Sally Field, an actress who has won Academy, Emmy, and Golden Globe Awards, is well-known for her parts in the films “Forrest Gump,” “Brothers and Sisters,” “Lincoln,” and “Steel Magnolias.”

The 76-year-old actress launched her career in 1965 with the lead part in “Gidget.” She has since made several TV appearances, motion pictures, and Broadway performances.

Field has also been open about her struggles in her personal life. She discusses her stepfather’s sexual abuse of her as well as her battles with depression, self-doubt, and loneliness in her 2018 memoir “In Pieces.”

On November 6, 1946, Sally Field was born in Pasadena, California. Her mother was the actress Margaret Field (née Morlan), and her father was a salesman named Richard Dryden Field.

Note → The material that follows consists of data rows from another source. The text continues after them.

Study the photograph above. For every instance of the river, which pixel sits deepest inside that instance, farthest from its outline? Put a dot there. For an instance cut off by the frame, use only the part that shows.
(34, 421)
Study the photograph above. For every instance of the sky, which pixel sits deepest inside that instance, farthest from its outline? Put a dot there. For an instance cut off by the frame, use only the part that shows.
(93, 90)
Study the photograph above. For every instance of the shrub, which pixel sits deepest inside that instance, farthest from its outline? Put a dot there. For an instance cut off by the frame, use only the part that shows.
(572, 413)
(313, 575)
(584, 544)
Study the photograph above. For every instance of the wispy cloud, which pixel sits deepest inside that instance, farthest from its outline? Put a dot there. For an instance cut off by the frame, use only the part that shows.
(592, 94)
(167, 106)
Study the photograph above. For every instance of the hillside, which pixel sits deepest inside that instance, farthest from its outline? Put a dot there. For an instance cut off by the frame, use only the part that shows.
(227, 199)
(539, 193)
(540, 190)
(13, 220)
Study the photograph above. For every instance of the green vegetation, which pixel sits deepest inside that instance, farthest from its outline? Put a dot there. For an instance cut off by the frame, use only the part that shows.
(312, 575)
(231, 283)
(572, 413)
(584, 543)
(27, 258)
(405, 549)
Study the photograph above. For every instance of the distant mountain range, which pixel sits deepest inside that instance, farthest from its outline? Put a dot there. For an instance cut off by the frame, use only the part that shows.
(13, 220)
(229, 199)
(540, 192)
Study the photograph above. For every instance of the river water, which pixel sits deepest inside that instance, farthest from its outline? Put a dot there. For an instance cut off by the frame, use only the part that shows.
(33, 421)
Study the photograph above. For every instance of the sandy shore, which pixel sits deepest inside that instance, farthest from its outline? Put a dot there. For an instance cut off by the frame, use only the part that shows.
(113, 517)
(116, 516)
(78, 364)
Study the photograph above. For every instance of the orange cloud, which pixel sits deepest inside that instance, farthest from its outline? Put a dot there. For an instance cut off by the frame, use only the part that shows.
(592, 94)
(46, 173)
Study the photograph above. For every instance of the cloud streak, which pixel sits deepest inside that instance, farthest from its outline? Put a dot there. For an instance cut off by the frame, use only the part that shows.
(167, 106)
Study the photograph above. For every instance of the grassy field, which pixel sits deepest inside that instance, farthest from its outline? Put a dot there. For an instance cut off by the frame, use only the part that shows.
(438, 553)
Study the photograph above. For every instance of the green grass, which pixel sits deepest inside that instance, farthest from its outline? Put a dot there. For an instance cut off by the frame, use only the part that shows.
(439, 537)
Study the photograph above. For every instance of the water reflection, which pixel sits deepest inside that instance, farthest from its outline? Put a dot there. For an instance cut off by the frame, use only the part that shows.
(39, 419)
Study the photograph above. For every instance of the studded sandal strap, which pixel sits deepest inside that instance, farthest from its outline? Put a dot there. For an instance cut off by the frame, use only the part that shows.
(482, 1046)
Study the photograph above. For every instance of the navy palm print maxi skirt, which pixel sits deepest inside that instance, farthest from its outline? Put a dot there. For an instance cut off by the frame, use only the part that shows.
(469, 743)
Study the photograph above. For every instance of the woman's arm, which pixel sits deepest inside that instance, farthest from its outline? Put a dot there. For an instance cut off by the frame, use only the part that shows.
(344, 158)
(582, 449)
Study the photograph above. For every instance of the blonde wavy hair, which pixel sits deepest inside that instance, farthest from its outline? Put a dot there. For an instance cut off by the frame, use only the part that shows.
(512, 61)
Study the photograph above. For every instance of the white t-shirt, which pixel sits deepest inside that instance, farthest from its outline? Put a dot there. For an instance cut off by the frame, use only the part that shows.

Her mother married actor and stuntman Jock Mahoney following her parent’s divorce. Richard Field, Sally’s brother, and Princess O’Mahoney, her half-sister, are both living.

Sally Field married Steven Craig in 1968, and they had two sons, Peter and Eli. They divorced in 1975, and she married Alan Greisman in 1984.

They had one son together, Samuel, before divorcing in 1994. From 1976 to 1980, she dated Burt Reynolds, a difficult relationship she discusses in her memoir.

She recounts his controlling behavior and how he convinced Field not to attend the Emmy ceremony where she won for “Sybil.”

Reynolds actually died just before her book’s release, and in his own memoir, he called their failed relationship “the biggest regret of my life” in his 2015 memoir “But Enough About Me.”

Meanwhile, Fields said they hadn’t spoken for 30 years before his passing. “He was not someone I could be around,” she explained.

“He was just not good for me in any way. And he had somehow invented in his rethinking of everything that I was more important to him than he had thought, but I wasn’t. He just wanted to have the thing he didn’t have. I just didn’t want to deal with that.”